Casino Security


Casinos are places where gambling takes place. They offer many different games of chance, and sometimes skill, such as poker, blackjack and video poker. Most of these games have a built-in advantage for the house, which is mathematically determined and called the house edge. Casinos also take a percentage of the money played, which is called the rake. Some casinos give out free goods and services, called comps, to players. This is based on how much money they play, and their level of play.

Casino security starts on the floor, where dealers watch the patrons and try to detect blatant cheating such as palming, marking or switching cards or dice. In table games, pit bosses and managers have a broader view of the tables, and look for betting patterns that indicate cheating. Pit bosses and managers are assisted by table surveillance, which is conducted by trained surveillance agents who work from a separate room filled with banks of surveillance monitors.

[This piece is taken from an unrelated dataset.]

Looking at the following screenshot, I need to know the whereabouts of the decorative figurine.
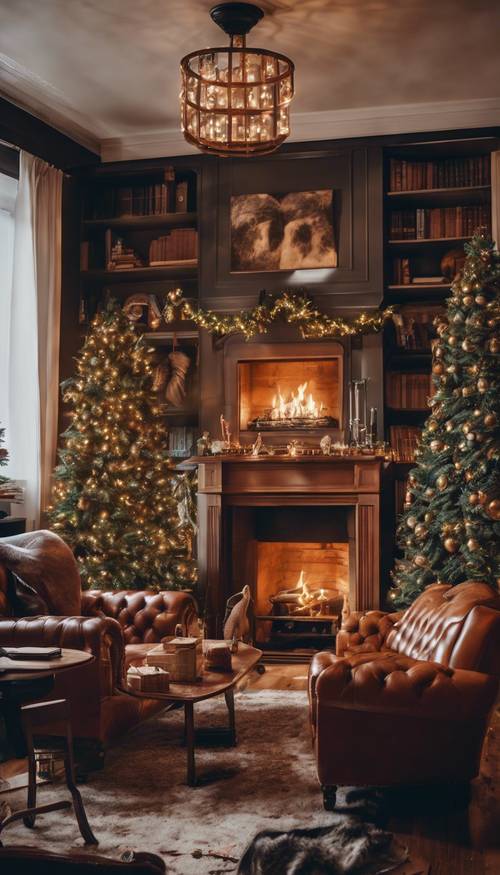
[319,434,332,456]
[196,431,211,456]
[223,585,250,641]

Something about gambling seems to encourage people to cheat, steal and scam their way into a jackpot. That’s why casinos spend a great deal of time, effort and money on security. In addition, they use sophisticated electronic systems to monitor their games. For example, chip tracking enables casinos to oversee the exact amounts of money wagered on a game minute by minute; and roulette wheels are electronically monitored to discover any statistical deviation from their expected results. Other technology includes high-tech “eyes-in-the-sky” systems that allow security workers to watch every table, doorway and window at a given moment.